The Gramm-Leach-Bliley Act of 1999: CRA PROVISIONS
Editor's Note: This is the fourth in a series of articles on selected parts of the Gramm-Leach- Bliley Act of 1999. This article deals with CRA issues. For a more complete history of this Act, including a summary of the unitary thrift loophole issue, please see the December issue of Independent Banker magazine.
While the Gramm-Leach-Bliley Act (GLBA) was working its way through the Congress during 1999, provisions relating to the Community Reinvestment Act (CRA) were among the most controversial issues addressed.
In the end, after intense negotiations (including a lengthy late-night, closed-door meeting of the conferees, Fed and Treasury officials and community group representatives), a compromise on CRA was reached. Thanks to Senate Banking Committee Chairman Gramm, the final CRA provisions contained some limited community bank regulatory relief. Below is a synopsis.
The GLBA includes provisions reducing the frequency of CRA exams for banks under $250 million in assets. Any such institution, rural or urban, receiving an "outstanding" rating in its current CRA exam, may not be examined more than once every 5 years. Those receiving a "satisfactory" rating may not be examined more than once every 4 years. This improves on the current 2-3 year exam schedule, although community banks may still be subject to CRA exams in connection with applications for a deposit facility at the agency's discretion.

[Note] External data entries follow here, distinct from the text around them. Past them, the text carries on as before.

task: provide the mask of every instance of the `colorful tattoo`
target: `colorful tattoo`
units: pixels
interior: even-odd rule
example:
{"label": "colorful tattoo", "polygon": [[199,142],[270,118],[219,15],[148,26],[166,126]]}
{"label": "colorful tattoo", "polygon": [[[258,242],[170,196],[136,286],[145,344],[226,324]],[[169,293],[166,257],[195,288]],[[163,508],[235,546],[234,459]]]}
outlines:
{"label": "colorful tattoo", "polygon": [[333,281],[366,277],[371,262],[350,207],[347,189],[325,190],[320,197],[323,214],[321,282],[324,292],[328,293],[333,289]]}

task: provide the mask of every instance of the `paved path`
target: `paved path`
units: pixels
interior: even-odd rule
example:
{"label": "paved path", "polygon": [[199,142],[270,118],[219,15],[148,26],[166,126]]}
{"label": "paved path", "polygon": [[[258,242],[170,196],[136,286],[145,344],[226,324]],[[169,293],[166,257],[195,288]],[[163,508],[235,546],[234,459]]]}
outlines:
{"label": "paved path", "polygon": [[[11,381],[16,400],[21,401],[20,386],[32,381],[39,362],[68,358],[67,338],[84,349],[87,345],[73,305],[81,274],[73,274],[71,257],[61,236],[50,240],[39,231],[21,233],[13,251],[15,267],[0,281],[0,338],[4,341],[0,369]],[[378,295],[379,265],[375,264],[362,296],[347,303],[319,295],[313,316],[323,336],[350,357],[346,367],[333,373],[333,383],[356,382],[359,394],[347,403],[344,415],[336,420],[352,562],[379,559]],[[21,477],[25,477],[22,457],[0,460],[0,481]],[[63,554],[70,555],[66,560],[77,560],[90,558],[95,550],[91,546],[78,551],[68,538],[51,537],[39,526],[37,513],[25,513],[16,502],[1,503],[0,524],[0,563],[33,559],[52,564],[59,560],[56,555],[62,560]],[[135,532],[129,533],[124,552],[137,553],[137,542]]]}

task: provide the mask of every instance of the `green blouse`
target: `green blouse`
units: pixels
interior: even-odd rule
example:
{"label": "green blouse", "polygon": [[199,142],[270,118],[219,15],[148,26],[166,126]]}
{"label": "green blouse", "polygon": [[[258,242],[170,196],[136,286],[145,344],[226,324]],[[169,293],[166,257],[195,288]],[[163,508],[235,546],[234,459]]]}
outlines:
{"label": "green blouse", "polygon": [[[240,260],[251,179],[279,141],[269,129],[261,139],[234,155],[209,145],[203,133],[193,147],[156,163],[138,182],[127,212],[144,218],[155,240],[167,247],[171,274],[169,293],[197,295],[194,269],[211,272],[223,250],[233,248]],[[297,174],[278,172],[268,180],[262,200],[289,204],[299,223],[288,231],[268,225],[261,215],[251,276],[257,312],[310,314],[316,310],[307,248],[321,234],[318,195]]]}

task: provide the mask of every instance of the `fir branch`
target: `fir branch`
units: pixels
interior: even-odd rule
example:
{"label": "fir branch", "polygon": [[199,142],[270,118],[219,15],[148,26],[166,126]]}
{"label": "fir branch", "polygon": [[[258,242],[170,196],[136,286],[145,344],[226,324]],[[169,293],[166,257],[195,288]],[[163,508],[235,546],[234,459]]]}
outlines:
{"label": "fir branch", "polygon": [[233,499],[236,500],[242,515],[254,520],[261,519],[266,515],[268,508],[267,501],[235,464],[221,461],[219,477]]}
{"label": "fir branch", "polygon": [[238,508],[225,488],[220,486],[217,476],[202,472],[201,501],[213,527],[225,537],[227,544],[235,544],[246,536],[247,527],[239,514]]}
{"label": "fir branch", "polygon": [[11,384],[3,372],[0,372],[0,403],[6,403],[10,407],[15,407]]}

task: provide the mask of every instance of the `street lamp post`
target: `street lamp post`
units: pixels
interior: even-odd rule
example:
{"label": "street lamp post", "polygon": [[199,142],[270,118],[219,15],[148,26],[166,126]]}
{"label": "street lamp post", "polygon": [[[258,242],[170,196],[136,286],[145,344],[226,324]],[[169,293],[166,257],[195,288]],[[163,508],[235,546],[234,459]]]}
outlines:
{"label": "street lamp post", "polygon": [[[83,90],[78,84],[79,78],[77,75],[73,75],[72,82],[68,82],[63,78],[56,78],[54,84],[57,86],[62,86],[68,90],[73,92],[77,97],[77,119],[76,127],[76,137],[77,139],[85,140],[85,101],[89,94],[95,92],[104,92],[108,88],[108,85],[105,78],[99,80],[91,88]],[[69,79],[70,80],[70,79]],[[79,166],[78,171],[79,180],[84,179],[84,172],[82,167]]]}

"Satisfactory" CRA Rating for Affiliations and Expanded Activities
A bank holding company cannot make an election to become a Financial Holding Company (FHC), the new financial structure created by the GLBA, unless each affiliated insured depository institution of the holding company had at least a "satisfactory" rating in its most recent CRA exam. The same requirement will apply to any FHC seeking to engage in expanded activities under the new law, as well as to any national bank undertaking activities in a financial subsidiary. While there are no penalties for any FHC whose affiliated depository institution(s) fail to maintain a satisfactory CRA rating after expanded activities are begun, the FHC will not be allowed to enter into any other expanded activities as long as the CRA noncompliance continues.
Disclosure of CRA-Related Agreements
The GLBA adds a new Section 48 to the Federal Deposit Insurance Act requiring full disclosure, including public availability of the text, of CRA-related agreements between depository institutions and non- governmental groups entered into after 11/12/1999. These so-called "sunshine" provisions were doggedly sought by Chairman Gramm, who wanted community groups to account publicly for financial resources from CRA agreements with banks.
Federal banking regulators have been given authority to develop regulations aimed at balancing the disclosure and reporting requirements with their compliance burden on banks and community groups. The regulations must not impose an undue burden on the parties and must protect proprietary and confidential information.
- Covered Agreements: Covered agreements include any written agreement involving cash payments or other consideration valued above $10,000, or loans with an aggregate principal amount above $50,000 annually. The agreement must be made in relation to "fulfillment of the CRA," and one party must be a depository institution or its affiliate, whether or not that party is a for-profit or a not-for-profit organization.
- Non-Covered Agreements: The disclosure requirements do not apply to: (1) any individual mortgage loan; (2) any agreement concerning a loan or credit commitment "at rates not substantially below market rates," and where there is no relending of borrowed funds; and (3) any agreement with a party that "has not commented on, testified about, or discussed with the institution or otherwise contacted the institution" about CRA.
- Annual Reports: For any covered agreement entered into after 5/12/2000, the bank or its affiliate that is a party to the agreement must report annually to its primary federal regulator regarding: (1) payments, fees or loans made to or received from any party to the agreement and the terms and conditions of such; (2) aggregate data on loans, investments and services provided by each party to the agreement; and (3) other "pertinent matters" required by the regulator. Each non-bank party must report annually to the bank's primary federal regulator on how it used funds received from the bank, including an itemized list noting compensation, administrative expenses (e.g., travel), professional fees and any other information required by regulation. This report can be sent directly to the federal regulator or given to the bank for prompt transmission to the regulator.
- Unenforceability: Any willful failure by the non-bank party to comply with the disclosure and reporting requirements will result in the agreement being unenforceable, after notice and a reasonable period to comply. There are no penalties for inadvertent or de minimis reporting errors. If any agreement is unenforceable, the federal regulator may help the bank find a successor party. The federal regulator is not authorized to enforce provisions of the agreement.
The new law also calls for studies by both the Federal Reserve and the Treasury Department. The Fed study, due by 3/15/2000, will examine the default and delinquency rate, as well as the profitability, of loans made under CRA. The Treasury study, to be conducted over two years, will assess the effectiveness of CRA in providing services to low- and moderate-income neighborhoods and people.